= Giuseppe Bertoloni =

Italian entomologist (1804–1874)

Giuseppe Bertoloni (16 September 1804, in Sarzana - 19 December 1874, in Bologna) was an Italian botanist and entomologist.

He was professor of botany in the University of Bologna which conserves his collections in the University Museum. Bertoloni worked especially on the flora and fauna of Mozambique. He was a member of La Società Entomologica Italiana.
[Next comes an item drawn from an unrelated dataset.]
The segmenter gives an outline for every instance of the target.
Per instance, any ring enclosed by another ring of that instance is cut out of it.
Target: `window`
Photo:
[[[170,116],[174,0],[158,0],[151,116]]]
His father Antonio (1775-1869) was a physician and botanist in Bologna.

== Publications ==
Partial list

- "Descriptio novae speciai e Coleoptorum ordine" (1839)
- "De Botyde silaceali, deque damno, quo afficit Cannabin sativam L." (1844)
- "De duobus insectis Ulmo campestri, et Pyro Malo infensis" (1844)
- "Historia Lepidopterorum agri Bononiensis" (1844)
- "Historia Lepidopterorum agri Bononiensis" (1846)
- "Historia Lepidopterorum agri Bononiensis" (1849)
- "Illustratio rerum naturalium Mozambici. Dissertatio I. De Coleopteris" (1849)
- "Illustratio rerum naturalium Mozambici. Dissertatio II. De Coleopteris" (1849)
- "Illustratio rerum naturalium Mozambici. Dissertatio III. De Coleopteris" (1849)
- Illustrazione dei prodotti naturali del Mozambico. Academia delle scienze dell'instituto de Bologna. Dissertazione 4: 343-363 (1852)
- Coleoptera nova Mozambicana. Rendiconto delle sezione delle R. Academia delle scienze dell'instituto di Bologna 1855: 51-53 (1855)
- Illustratio rerum naturalium Mozambici. Coleoptera. Dissertatio 5. Memorie delle Academie delle scienze dell'instituto di Bologna. Memorie della sezione delle scienze naturali 1855 (1855)

He also published extensively in the Bolognese journal Nuovi annali delle scienze naturali (1834-1854).